3. Inventory is still extremely low.
This part hasn’t changed, but it does tie into #2 above. Since the remaining buyers are more conservative, they’re not jumping on whatever listing hits the market, as was the case earlier in the year.
4. There are more over-priced listings on the market.
This is because sellers are working off “old” inaccurate data. They think if a house sold for $750K in March, it must be worth $850K now!
The main reason for this? Their agents are unskilled and do not provide their sellers with the correct information they need; for example, the information I’m discussing in this post!
5. Concerns over rising interest rates, inflation, and the general state of the world.
These are all valid concerns, and they tend to weed out the more conservative buyers.
All five causes above are interrelated. So, what’s the point of all this?
Your clients need clear information to make intelligent decisions.
It’s your job to provide that information.
Weekly sales data can be another insightful factor to consider when determining the price of a listing.
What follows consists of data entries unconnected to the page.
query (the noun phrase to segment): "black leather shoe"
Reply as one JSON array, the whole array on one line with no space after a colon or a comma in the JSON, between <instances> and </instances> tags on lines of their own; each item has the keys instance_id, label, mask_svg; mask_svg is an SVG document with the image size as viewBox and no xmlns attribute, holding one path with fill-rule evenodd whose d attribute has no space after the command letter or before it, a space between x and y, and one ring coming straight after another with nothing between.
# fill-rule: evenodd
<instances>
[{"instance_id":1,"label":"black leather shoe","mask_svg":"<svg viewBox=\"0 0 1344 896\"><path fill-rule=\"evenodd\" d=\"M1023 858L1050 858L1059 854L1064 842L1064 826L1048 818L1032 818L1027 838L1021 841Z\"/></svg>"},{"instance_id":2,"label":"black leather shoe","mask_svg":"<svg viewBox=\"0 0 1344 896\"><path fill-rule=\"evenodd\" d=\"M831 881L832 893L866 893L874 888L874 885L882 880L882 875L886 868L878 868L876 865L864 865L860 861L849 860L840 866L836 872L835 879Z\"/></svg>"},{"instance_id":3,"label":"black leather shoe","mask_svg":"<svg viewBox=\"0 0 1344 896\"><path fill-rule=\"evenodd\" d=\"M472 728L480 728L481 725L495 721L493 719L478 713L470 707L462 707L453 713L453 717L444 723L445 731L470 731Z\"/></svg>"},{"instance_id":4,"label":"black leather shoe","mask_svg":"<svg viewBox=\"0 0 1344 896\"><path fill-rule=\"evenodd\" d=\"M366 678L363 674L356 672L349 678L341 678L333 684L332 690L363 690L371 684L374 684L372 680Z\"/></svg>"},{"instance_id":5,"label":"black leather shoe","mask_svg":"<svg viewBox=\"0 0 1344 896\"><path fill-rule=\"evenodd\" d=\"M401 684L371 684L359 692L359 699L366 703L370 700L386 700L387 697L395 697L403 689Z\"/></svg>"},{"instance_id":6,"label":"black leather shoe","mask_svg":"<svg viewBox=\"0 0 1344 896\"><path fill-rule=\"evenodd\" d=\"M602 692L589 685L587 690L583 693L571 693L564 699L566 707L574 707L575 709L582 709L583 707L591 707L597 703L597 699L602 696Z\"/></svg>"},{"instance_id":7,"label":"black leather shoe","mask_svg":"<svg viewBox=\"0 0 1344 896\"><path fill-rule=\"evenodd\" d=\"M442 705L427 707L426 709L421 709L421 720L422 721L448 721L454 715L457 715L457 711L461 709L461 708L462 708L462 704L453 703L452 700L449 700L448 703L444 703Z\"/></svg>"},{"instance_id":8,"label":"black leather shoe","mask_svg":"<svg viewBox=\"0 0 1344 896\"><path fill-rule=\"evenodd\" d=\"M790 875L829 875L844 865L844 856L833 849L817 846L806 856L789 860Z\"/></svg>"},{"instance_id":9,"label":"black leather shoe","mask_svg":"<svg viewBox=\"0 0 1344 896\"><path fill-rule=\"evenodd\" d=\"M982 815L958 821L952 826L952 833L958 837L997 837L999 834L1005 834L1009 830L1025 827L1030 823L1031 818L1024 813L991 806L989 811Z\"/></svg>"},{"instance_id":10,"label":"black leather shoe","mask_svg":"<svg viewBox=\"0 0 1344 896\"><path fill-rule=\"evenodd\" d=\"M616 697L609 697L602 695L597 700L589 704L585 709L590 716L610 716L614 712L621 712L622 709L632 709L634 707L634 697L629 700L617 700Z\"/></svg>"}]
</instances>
After all, over-pricing is the kiss of death in an active market (or any market).
It’s also an easy way to differentiate yourself from the real estate drones.
From the Mirriam-AgentSkills dictionary:
real estate drone \ drōn \ a real estate agent who provides the exact same information as every other real estate agent.
2 thoughts on “Have We Passed the Peak of the Market?”
Thank you, Ted, I have seen a change however, it still is strong with some competing offers. I do believe many folks know a bubble eventually bursts and with the rise in interest rates that is an indicator.
Yes, the market is still definitely very strong. But sellers do need to be a bit more cautious about over-pricing, as compared to a month ago!